Fracaso generacional
PRIMERO DE DERECHO ·
Este último año he tenido la ocasión de conversar con personas que protagonizaron nuestra Transición en distintas posiciones, no solo políticas, también académicas, empresariales, etc. ... Algo que, precisamente en estos días que celebramos el aniversario de nuestra maltrecha Constitución, me ha hecho reflexionar sobre el perfil y el compromiso de aquella generación que lideró exitosamente nuestro país en un momento tan complejo y el contraste con el presente.
Aquella generación de la Transición, en especial los que entonces tenían entre treinta y cuarenta años, tuvo, como nota común, el haberse comprometido políticamente. Además, quienes entraron en política, en su mayoría, eran personas «con oficio y vocación», por decirlo con una expresión de Herrero de Miñón. Profesionales, algunos de indudable prestigio, que querían aportar su granito de arena. Y es que en aquellos días la política gozaba de un cierto prestigio: había que construir una democracia.
La diferencia con mi generación, que es la que tiene ahora esa edad, es abismal. La política ya no resulta atractiva para las personas que han logrado alcanzar un mínimo estatus profesional y vital; y, sobre todo, los partidos han desarrollado estructuras de selección inversa del talento. De hecho, aunque cualquier generalización es injusta, si observamos quiénes han dado el salto a la política nos encontraremos un perfil cada vez más extendido: el adolescente nini. Algo que está marcando las formas políticas actuales y que, en parte, es causa de la degradación democrática que vivimos.
Me refiero a 'adolescentes', con independencia de su edad, en los términos descritos por Javier Gomá: personas presas en un estadio estético que no han sido capaces de madurar hacia el ético. De ello se deriva el narcisismo hedonista, el adanismo con el que viven la política. También el boato del que se rodean, alejado del espíritu de quien llega a un sitio a servir. Además, como adolescentes, viven entre maquinitas digitales, centrados en la foto y el tuit.
La frivolidad sería otra de sus características. Vemos tartas de cumpleaños en ministerios, leyes que se aprueban como panfletos asamblearios con desdoro a la tramitación parlamentaria, macrofiestas «democráticas» para lograr la arcadia independentista... Luego, a veces, se topan con la dura realidad: un ordenamiento jurídico con garantías que hay que respetar, unas realidades sociales y económicas que no se resuelven con consignas decorativas... En definitiva, la solidez (a veces pesada) de la vida real.

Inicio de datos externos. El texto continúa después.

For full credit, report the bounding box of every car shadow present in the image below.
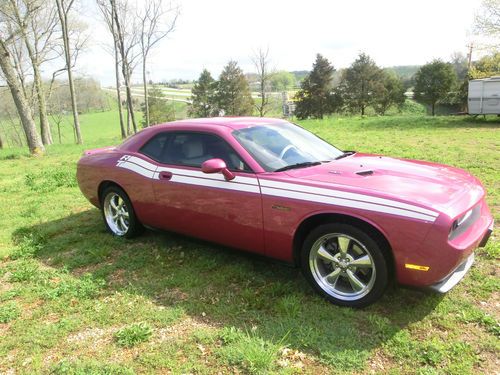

Pero es que, para colmo, los partidos se han convertido en una agencia de colocación de ninis. Reclutan a quienes no han sido capaces de labrarse una carrera profesional propia, más allá de haber crecido en las juventudes del partido hasta que les llegó la hora. Con ellos la fidelidad al partido está asegurada, porque, al carecer de profesión, necesitan vivir de la política. No tienen a dónde volver. La independencia y el sentido crítico deben ceder al espíritu de supervivencia. Qué lejos queda aquel expresidente autonómico que regresó a la tarima de sus clases del instituto donde impartía filosofía. Esa imagen, hoy, sería impensable. Porque, a mayores, hemos inflado tanto los cargos, con corte y reverencia, que ya luego es difícil que puedan volver a la tierra de los mortales.
La talla intelectual y moral tampoco es que sean valores especialmente cotizados para entrar en la política actual. No seré yo quien predique las bondades del político filósofo ni de una pretendida élite intelectual que gobierne. Tanto porque hay muchos sabios de dudosa competencia para el gobierno, como porque la experiencia me ha demostrado cómo la barbarie puede estar presente en corporaciones supuestamente de intelectuales. Ahora bien, el ejercicio de la política, que es tanto como la dirección de la res pública, necesita unas ciertas aptitudes. Personas con una capacidad mínima de reflexión y de conocimiento que les permitan entablar un auténtico diálogo y, sobre todo, personas virtuosas, siguiendo la tradición clásica. Algo que queda muy lejos de los correveidiles que recitan consignas de partido a los que estamos acostumbrados en el escenario político cotidiano.
Pues bien, haber dejado en manos de esta tipología de políticos nuestro gobierno creo que hay que reconocerlo como un fracaso colectivo. Fracaso, en primer lugar, del sistema de partidos. Pero, quizá, en esa huida de la política de muchos ciudadanos, recluidos en su espacio profesional y en el confort doméstico, haya también algo de fracaso generacional.
Conviene tomar conciencia de las consecuencias de esta realidad, porque los desafíos a los que se enfrenta nuestra sociedad necesitan un liderazgo político competente y un sólido compromiso público.